Now your temporary database is identical to the online database before the deletion. You can extract the table data from the temporary database and restore it to the online database as needed.

Alright, now that we’ve discussed the data recovery process, let’s talk about why logs need “two-phase commit.” Let’s use a proof by contradiction to explain.

Since the redo log and binlog are two independent logic logs, if they are not committed in two phases, either the redo log is written before the binlog or vice versa. Let’s see what problems these two approaches might have.

Let’s continue using the previous example of the update statement. Assuming the current row with ID=2 and the value of field c is 0, let’s assume that during the update statement, a crash occurs before the second log is written while the first log has been written. What would happen?

Write redo log first, then write binlog. Suppose a crash happens after the redo log is written, but the binlog is not fully written yet. As we mentioned before, even if the system crashes after the redo log is written, the data can still be recovered. So after recovery, the value of c for this row would be 1. However, since the binlog was not fully written before the crash, this statement is not recorded in the binlog. Therefore, when backing up the logs later, the binlog stored will not have this statement. Then, if you need to restore the temporary database using this binlog, because this statement is missing from the binlog, the temporary database will be missing this update, and the value of c restored will be 0, different from the original database.
Write binlog first, then write redo log. If a crash happens after the binlog is written, but the redo log has not been written yet, the transaction becomes invalid after the crash and recovery. So the value of c for this row would be 0. However, the binlog has already recorded the log “change c from 0 to 1”. Therefore, when using the binlog for recovery later, an additional transaction would be added, and the value of c restored will be 1, different from the original database.

As we can see, if we don’t use “two-phase commit,” the database’s state may be inconsistent with the state that would be recovered from its logs.

You might wonder if the probability of this happening is low, and if there are not many scenarios where we need to recover the temporary database due to mistakes.

Actually, that’s not the case. This process is not only used for recovering data after mistakes. When you need to scale up, i.e., when you need to add more standby databases to increase the system’s read capacity, the common practice is also to use full backups combined with applying binlogs. This “inconsistency” can lead to inconsistencies between the primary and secondary databases.

In summary, the redo log and binlog can both be used to represent the commit status of transactions, and the two-phase commit ensures logical consistency between these two states.

Conclusion #

Today, I introduced the two most important logs in MySQL, namely the physical log, redo log, and the logical log, binlog.

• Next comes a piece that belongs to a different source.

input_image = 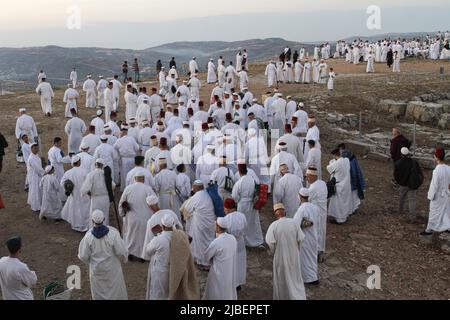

The redo log is used to ensure crash-safe capability. When the parameter innodb_flush_log_at_trx_commit is set to 1, it means that the redo log of each transaction is directly persisted to disk. I recommend setting this parameter to 1 so that data is not lost after an abnormal restart of MySQL.

When the parameter sync_binlog is set to 1, it means that the binlog of each transaction is persisted to disk. I also recommend setting this parameter to 1 to ensure that the binlog is not lost after an abnormal restart of MySQL.

I also introduced “two-phase commit,” which is closely related to the MySQL logging system. Two-phase commit is a commonly used solution for maintaining data logical consistency across systems. Even if you are not involved in database kernel development, you may encounter it in your daily development.

Finally, I’ll leave you with a thought-provoking question. Earlier, I mentioned that the backup period for periodic full backups “depends on the system’s importance, some are taken daily, and some are taken weekly.” In what scenarios would a daily backup be more advantageous than a weekly backup? Or in other words, which metric of this database system does it affect?